Wedding Date Hell

well obviously Tuesday has to stay to keep the isolated person feeling better...

So junk one of the other items.
Have it in term time after October?
Do you upset anyone important there?
 
Sounds complicated, weddings are hassle enough without trying to please everyone. Just remember you're doing it for yourselves, not for the benefit of your family's. There has to be some sort of compromise, isn't that what married life is all about after all :rolleyes:

I got married on a Saturday, and if people wanted to come, they came. If someone I knew was getting married, i'd do what I had to to make it.

Hope you get sorted anyway, stressful sorting it all out so good luck. Cost me less then 3k btw, 18 grand yikes.
 
This is what you do.

You both get married abroad and don't tell anyone until you get back. Saves you having relatives that you only see at weddings and funerals, and saves people bickering about having to get a day off..

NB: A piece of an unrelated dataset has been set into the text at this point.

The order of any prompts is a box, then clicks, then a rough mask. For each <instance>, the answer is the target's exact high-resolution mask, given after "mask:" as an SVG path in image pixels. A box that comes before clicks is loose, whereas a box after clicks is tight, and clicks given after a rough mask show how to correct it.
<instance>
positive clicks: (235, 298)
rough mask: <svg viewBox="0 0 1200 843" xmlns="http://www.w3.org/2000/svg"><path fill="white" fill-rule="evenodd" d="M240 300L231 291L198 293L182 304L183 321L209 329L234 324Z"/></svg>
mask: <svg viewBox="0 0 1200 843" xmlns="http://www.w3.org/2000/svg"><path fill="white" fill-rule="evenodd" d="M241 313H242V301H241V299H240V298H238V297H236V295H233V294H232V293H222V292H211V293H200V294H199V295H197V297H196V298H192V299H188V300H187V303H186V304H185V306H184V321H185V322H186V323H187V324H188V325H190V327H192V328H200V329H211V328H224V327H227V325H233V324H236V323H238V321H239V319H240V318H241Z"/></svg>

Plus the weather will be better ;)
 
thats probably under average these days, when you take into account the rather expensive honeymoons that people have.


Our wedding cost about 3k all in :)
That included getting married in the Caribbean and a big party when we got back :D
 
Please don't take this the wrong way, but isn't that awfully selfish on her families part. I mean it's going to be one day out of their business to see their daughter get married, surely their businesses aren't that struggling that much that missing one days takings will ruin them?

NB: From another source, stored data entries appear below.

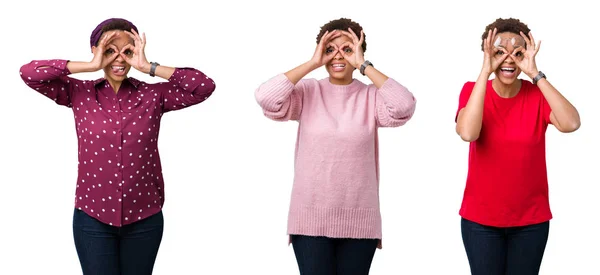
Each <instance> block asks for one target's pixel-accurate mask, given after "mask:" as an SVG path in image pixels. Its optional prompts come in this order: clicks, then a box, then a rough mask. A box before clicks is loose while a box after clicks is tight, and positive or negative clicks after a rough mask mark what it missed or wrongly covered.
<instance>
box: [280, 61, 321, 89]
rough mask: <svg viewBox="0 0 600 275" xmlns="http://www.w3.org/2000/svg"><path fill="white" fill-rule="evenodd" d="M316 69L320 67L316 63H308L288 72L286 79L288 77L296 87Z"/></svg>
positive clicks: (289, 70) (310, 62) (287, 73)
mask: <svg viewBox="0 0 600 275" xmlns="http://www.w3.org/2000/svg"><path fill="white" fill-rule="evenodd" d="M316 68H318V66H317V65H316V64H315V63H313V62H311V61H308V62H305V63H303V64H302V65H300V66H298V67H296V68H293V69H291V70H289V71H288V72H286V73H285V77H287V78H288V79H289V80H290V82H292V84H294V85H296V84H297V83H298V82H299V81H300V80H301V79H302V78H303V77H305V76H306V75H307V74H309V73H310V72H312V71H314V70H315V69H316Z"/></svg>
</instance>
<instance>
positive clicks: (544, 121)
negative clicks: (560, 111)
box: [540, 91, 552, 124]
mask: <svg viewBox="0 0 600 275" xmlns="http://www.w3.org/2000/svg"><path fill="white" fill-rule="evenodd" d="M541 93H542V92H541V91H540V97H541V101H542V103H541V108H542V119H543V121H544V122H545V123H546V124H552V121H550V113H552V109H551V108H550V104H548V100H546V98H545V97H544V95H543V94H541Z"/></svg>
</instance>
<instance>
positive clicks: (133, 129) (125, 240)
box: [21, 18, 215, 275]
mask: <svg viewBox="0 0 600 275" xmlns="http://www.w3.org/2000/svg"><path fill="white" fill-rule="evenodd" d="M145 45H146V38H145V35H144V34H142V35H141V36H140V35H139V34H138V31H137V28H136V26H134V25H133V24H132V23H131V22H129V21H127V20H125V19H120V18H111V19H107V20H105V21H103V22H102V23H100V24H99V25H98V26H97V27H96V29H95V30H94V31H93V32H92V35H91V37H90V47H91V49H92V53H93V55H94V56H93V59H92V61H90V62H77V61H70V60H59V59H53V60H34V61H32V62H30V63H28V64H25V65H23V66H22V67H21V77H22V79H23V81H25V84H27V85H28V86H29V87H31V88H32V89H33V90H35V91H37V92H39V93H41V94H42V95H44V96H46V97H48V98H50V99H52V100H54V101H55V102H56V103H57V104H59V105H63V106H66V107H69V108H71V109H72V111H73V113H74V116H75V124H76V132H77V138H78V149H79V150H78V151H79V153H78V157H79V166H78V178H77V188H76V197H75V213H74V217H73V233H74V238H75V246H76V249H77V253H78V256H79V260H80V262H81V267H82V269H83V273H84V274H86V275H90V274H111V275H112V274H122V275H131V274H140V275H142V274H143V275H148V274H151V273H152V269H153V266H154V261H155V259H156V255H157V252H158V248H159V245H160V242H161V239H162V232H163V216H162V212H161V208H162V206H163V202H164V186H163V177H162V172H161V164H160V157H159V153H158V148H157V144H158V133H159V128H160V120H161V117H162V115H163V114H164V113H166V112H169V111H173V110H179V109H182V108H186V107H189V106H192V105H195V104H198V103H200V102H202V101H204V100H206V99H207V98H208V97H209V96H210V95H211V94H212V93H213V91H214V90H215V83H214V82H213V81H212V79H210V78H209V77H207V76H206V75H204V74H203V73H202V72H200V71H198V70H196V69H192V68H172V67H167V66H163V65H159V64H158V63H156V62H148V60H147V59H146V56H145V54H144V47H145ZM131 67H133V68H134V69H136V70H138V71H140V72H143V73H146V74H149V75H150V76H157V77H160V78H163V79H165V80H167V81H164V82H160V83H156V84H148V83H145V82H142V81H140V80H137V79H134V78H130V77H127V73H128V72H129V70H130V69H131ZM98 70H103V71H104V77H103V78H100V79H97V80H88V81H85V80H79V79H75V78H71V77H69V75H71V74H76V73H81V72H95V71H98Z"/></svg>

They seem to be happy to let greed dictate as to when the most important day of their daughters life takes place, which pretty much puts you in an impossible situation, I assume she won't want to get married unless they are there?:(
 
As Raymond probably knows already, it's more a case of 18k out and then after the wedding around 6-8k returned through financial gifts from the other half's family. I still need the money as an initial outlay though.

I agree with all the sentiment that it's just one day etc..., but I also understand that she wants the event to be how her family and friends expect it.

It seems as if the auspicious date may have to be sacraficed, much to the disappointment of her mum. That leaves us witht he 28th of october as a possibility now.

I am stil undecided as to what is more selfish, buggering off to the middle of nowhere and robbing your family of the opportunity to celebrate your day with you, or expecting a family member to be so extravagant with their wedding in the first place.

The main difficulty for her is that a lot of people she knows have their wedding paid for by their parents. Because I come from a culture where it is the bride's parents who pay and in her's the grooms, we are paying for it all ourselves. Unfortunately, a lot of people seem to forget this and the expectation of a big party remains.

To put this into perspective, we are having over 200 people to the main meal, which is a Chinese banquet. This is usually £500 for a table of 10 people.
 
Please don't take this the wrong way, but isn't that awfully selfish on her families part. I mean it's going to be one day out of their business to see their daughter get married, surely their businesses aren't that struggling that much that missing one days takings will ruin them?

They seem to be happy to let greed dictate as to when the most important day of their daughters life takes place, which pretty much puts you in an impossible situation, I assume she won't want to get married unless they are there?:(

it's not her mum who has the business, she has retired. It's pretty much all of her uncles and aunts though, as well as loads of family friends.
 
it's not her mum who has the business, she has retired. It's pretty much all of her uncles and aunts though, as well as loads of family friends.

Gotcha.

Seems even more reason to go with the date that suits you then as it's not her immediate family.
 
I am stil undecided as to what is more selfish, buggering off to the middle of nowhere and robbing your family of the opportunity to celebrate your day with you, or expecting a family member to be so extravagant with their wedding in the first place.

But if they don't want to give up a Saturday to go to the wedding, who is being selfish..

It is your day, enjoy it HOW you two want to..
 
hey, I agree completely, but I'm just not allowed to say it lol:D


Why not?? you are one half of the "wedding" so to speak, I would be livid if other people were dictating what we had to do on our wedding day, we decided between ourselves, then told people "we are going to Cuba, and getting married!"
 
I am stil undecided as to what is more selfish, buggering off to the middle of nowhere and robbing your family of the opportunity to celebrate your day with you, or expecting a family member to be so extravagant with their wedding in the first place.

Is the wedding for the two of you or the 762 other people you are thinking of inviting?

Mohinder has the right idea. Me and the missus are sodding off to Vegas or somewhere equally as cheesy if we ever get hitched.